Donor poo, like every other transplant, is tightly regulated by the Fed’s Therapeutic Goods Administration. It’s frustrating for the poo-peddlers, but the official view is that the TGA should treat poo with the same caution as skin, bone and heart-valve products. It was only last November that the TGA approved Adelaide’s BiomeBank, Australia’s first corporate poo-bank lab for C-diff work.

Quadrant’s medical informant says the vast majority of research into the use of faecal transplants does not support the enthusiastic extension of uses for poo to everything from autism to PTSD. “That’s not to say that it doesn’t help, but it’s a lie to suggest that we know how and when to use it as a therapy. It’s not a scandal, nor a conspiracy, it’s science,” says our medico informant, who for reasons to do with a quiet life prefers to remain anonymous.

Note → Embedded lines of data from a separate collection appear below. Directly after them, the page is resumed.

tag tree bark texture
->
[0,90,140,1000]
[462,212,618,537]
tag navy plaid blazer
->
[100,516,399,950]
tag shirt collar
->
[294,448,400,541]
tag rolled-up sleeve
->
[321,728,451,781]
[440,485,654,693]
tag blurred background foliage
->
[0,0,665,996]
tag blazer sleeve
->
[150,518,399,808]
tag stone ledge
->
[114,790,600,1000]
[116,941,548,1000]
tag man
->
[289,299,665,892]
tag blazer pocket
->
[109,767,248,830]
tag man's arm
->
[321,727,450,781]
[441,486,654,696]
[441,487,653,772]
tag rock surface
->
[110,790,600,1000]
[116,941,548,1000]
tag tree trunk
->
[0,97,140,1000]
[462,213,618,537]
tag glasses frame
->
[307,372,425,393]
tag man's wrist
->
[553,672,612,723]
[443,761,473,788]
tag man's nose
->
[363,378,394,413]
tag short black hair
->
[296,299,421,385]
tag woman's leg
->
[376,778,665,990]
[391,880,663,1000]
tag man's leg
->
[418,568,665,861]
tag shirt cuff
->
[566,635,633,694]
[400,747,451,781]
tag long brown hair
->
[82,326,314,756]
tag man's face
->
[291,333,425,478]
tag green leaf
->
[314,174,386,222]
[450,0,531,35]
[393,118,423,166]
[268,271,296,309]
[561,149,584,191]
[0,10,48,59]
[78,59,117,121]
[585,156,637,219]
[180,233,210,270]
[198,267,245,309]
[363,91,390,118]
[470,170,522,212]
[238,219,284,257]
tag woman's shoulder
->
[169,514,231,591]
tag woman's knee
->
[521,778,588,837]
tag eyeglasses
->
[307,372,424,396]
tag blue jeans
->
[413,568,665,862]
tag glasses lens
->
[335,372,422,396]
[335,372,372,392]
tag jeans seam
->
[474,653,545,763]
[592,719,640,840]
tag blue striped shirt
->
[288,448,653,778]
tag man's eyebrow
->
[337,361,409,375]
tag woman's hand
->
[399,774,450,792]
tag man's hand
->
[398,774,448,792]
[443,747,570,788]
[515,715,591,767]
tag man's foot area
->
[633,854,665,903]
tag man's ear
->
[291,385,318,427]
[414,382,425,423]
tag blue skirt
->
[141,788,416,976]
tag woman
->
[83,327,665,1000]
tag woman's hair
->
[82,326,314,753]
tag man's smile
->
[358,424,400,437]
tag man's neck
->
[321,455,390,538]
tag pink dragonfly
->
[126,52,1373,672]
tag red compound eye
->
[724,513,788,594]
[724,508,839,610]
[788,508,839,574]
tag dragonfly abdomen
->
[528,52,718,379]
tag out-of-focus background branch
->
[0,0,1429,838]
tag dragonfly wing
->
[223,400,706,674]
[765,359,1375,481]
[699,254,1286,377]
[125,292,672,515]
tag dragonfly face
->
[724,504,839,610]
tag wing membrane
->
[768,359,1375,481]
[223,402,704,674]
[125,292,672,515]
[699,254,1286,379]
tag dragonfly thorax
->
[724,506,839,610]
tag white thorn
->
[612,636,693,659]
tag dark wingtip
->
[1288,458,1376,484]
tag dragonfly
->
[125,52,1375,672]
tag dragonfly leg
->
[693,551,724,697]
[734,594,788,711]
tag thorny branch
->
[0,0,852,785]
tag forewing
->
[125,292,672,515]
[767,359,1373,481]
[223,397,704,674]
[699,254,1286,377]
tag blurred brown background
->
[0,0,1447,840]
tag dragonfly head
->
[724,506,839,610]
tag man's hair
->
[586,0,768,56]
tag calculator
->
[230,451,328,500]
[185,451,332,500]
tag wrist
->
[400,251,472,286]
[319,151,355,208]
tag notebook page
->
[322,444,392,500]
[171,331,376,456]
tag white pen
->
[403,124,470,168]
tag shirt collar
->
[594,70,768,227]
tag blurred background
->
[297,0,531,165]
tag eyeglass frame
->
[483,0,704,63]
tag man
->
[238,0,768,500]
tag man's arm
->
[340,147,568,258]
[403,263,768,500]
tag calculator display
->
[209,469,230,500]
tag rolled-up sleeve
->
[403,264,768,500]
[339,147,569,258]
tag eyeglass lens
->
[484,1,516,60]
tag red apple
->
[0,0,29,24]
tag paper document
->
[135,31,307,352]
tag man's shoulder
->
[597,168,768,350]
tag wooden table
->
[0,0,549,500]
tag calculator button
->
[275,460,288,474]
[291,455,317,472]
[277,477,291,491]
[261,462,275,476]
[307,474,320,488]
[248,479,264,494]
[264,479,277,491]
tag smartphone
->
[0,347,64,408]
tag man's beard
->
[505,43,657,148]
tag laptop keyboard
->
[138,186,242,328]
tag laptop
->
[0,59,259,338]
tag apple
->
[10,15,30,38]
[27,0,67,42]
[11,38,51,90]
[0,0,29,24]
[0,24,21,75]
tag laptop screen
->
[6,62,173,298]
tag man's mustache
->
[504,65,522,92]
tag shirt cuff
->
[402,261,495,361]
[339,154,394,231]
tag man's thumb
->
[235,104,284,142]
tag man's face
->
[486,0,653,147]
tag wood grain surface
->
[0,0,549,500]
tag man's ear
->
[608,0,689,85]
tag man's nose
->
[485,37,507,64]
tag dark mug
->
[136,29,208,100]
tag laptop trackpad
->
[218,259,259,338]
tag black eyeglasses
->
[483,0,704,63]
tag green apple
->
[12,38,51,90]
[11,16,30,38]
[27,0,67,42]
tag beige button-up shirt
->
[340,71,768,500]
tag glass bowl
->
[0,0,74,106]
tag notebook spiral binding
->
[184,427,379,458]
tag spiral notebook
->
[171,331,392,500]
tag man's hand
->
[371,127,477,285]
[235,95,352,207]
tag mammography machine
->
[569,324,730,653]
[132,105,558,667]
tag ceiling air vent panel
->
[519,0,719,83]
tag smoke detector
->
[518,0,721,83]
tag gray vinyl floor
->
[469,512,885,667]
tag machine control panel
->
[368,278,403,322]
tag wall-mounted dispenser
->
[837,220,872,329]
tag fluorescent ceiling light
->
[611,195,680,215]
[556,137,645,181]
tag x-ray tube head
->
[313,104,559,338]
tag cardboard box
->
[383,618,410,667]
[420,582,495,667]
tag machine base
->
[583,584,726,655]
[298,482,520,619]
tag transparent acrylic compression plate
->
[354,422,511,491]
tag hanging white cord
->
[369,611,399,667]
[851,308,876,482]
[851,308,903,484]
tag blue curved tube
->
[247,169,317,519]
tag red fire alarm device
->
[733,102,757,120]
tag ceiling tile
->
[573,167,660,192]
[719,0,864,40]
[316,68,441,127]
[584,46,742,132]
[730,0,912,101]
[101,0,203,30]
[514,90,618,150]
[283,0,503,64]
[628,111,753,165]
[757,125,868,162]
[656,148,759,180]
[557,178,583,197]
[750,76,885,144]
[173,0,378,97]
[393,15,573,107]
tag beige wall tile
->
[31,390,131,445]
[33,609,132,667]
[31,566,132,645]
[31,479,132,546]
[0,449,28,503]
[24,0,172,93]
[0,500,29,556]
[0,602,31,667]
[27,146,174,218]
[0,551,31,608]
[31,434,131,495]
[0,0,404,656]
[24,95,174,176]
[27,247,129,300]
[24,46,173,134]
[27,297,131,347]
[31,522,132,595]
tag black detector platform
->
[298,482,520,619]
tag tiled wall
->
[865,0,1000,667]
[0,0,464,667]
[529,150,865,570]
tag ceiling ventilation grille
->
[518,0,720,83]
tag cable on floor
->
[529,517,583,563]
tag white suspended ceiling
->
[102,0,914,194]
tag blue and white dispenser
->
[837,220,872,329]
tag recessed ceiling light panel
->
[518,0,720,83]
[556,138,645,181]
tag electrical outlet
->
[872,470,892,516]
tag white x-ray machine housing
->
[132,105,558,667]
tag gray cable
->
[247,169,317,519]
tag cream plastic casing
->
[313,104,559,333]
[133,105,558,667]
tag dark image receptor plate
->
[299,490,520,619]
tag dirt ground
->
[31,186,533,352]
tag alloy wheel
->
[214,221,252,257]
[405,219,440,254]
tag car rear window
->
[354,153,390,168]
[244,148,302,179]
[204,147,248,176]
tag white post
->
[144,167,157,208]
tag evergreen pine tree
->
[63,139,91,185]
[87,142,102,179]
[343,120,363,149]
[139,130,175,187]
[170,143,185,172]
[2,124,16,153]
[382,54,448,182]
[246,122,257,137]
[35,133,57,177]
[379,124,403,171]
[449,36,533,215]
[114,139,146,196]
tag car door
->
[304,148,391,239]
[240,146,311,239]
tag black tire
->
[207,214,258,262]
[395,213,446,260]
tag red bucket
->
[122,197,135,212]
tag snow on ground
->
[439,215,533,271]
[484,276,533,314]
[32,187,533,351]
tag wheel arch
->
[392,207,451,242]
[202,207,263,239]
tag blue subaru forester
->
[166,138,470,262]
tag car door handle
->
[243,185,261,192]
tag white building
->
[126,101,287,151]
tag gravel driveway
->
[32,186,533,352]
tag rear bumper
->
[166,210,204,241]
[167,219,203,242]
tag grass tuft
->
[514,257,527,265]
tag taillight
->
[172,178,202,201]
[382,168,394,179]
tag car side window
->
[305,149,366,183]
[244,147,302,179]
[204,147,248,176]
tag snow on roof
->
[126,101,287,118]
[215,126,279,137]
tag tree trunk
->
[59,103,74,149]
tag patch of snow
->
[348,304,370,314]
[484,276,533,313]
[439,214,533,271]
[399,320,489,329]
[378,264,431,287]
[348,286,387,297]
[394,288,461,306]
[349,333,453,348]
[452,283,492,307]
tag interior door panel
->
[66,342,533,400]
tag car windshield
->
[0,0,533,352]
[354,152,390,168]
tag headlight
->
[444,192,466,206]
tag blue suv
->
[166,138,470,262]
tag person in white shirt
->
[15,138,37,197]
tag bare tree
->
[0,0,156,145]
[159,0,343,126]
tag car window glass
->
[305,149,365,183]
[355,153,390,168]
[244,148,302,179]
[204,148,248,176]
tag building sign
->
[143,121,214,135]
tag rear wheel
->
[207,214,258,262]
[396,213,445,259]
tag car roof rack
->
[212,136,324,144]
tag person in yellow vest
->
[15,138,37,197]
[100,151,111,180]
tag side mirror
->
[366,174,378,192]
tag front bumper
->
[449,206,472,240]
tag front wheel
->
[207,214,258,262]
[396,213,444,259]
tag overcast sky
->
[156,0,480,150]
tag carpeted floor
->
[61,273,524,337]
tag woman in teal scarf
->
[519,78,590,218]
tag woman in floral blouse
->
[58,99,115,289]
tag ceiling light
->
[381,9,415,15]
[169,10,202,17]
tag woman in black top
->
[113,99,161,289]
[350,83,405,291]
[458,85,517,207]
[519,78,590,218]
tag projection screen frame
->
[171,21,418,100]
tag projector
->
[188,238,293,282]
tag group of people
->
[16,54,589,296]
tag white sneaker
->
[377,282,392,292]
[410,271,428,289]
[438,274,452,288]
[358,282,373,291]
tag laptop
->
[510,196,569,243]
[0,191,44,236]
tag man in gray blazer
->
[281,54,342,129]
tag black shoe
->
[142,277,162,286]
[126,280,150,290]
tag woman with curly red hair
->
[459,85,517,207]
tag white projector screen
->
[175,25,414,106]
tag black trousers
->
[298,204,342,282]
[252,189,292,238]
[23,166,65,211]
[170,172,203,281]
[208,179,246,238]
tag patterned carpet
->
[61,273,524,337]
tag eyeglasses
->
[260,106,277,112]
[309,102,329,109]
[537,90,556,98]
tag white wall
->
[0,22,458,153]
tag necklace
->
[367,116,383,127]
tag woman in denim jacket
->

“Maybe the lesson the ABC should explore — that science is hard and new medical treatments are difficult to prove and produce. If you want to be a scientist, you have to do the time in the lab, not learn the ‘truth’ via Reddit, Twitter or, sadly it seems, from the ABC science educators.”

Haemorrhoids, rectal prolapses and genital warts are likely queued for ABC Education’s next class instalments.

ABC Education dutifully provides links for teachers to enhance their expertise on food, gut and mood, such as WHO and local universities’ centres of poo excellence. It cites an array of experts, especially feminist academics, referencing the UN’s Sustainable Development platitudes like “quality education”.

I’ve been exploring ABC Education’s offerings en masse. The faecal transplant advice is just dumb rather than viciously ideological like ramming fifteen episodes of fauxborigine charlatan Bruce Pascoe’s pre-colonial nonsense down the throats of impressionable kiddies. But I don’t like either style – as the Scots say, “Betwixt twae stools the arse falls down.”

Tony Thomas’s latest book from Connor Court is now available: Anthem of the Unwoke – Yep! The other lot’s gone bonkers. For a copy ($35 including postage), email tthomas061@gmail.com.

[i] I’ve extrapolated from the known number of procedures at one major hospital.

[ii] A traditional test for a healthy donor is to measure the time taken to digest a muffin which has been dyed blue.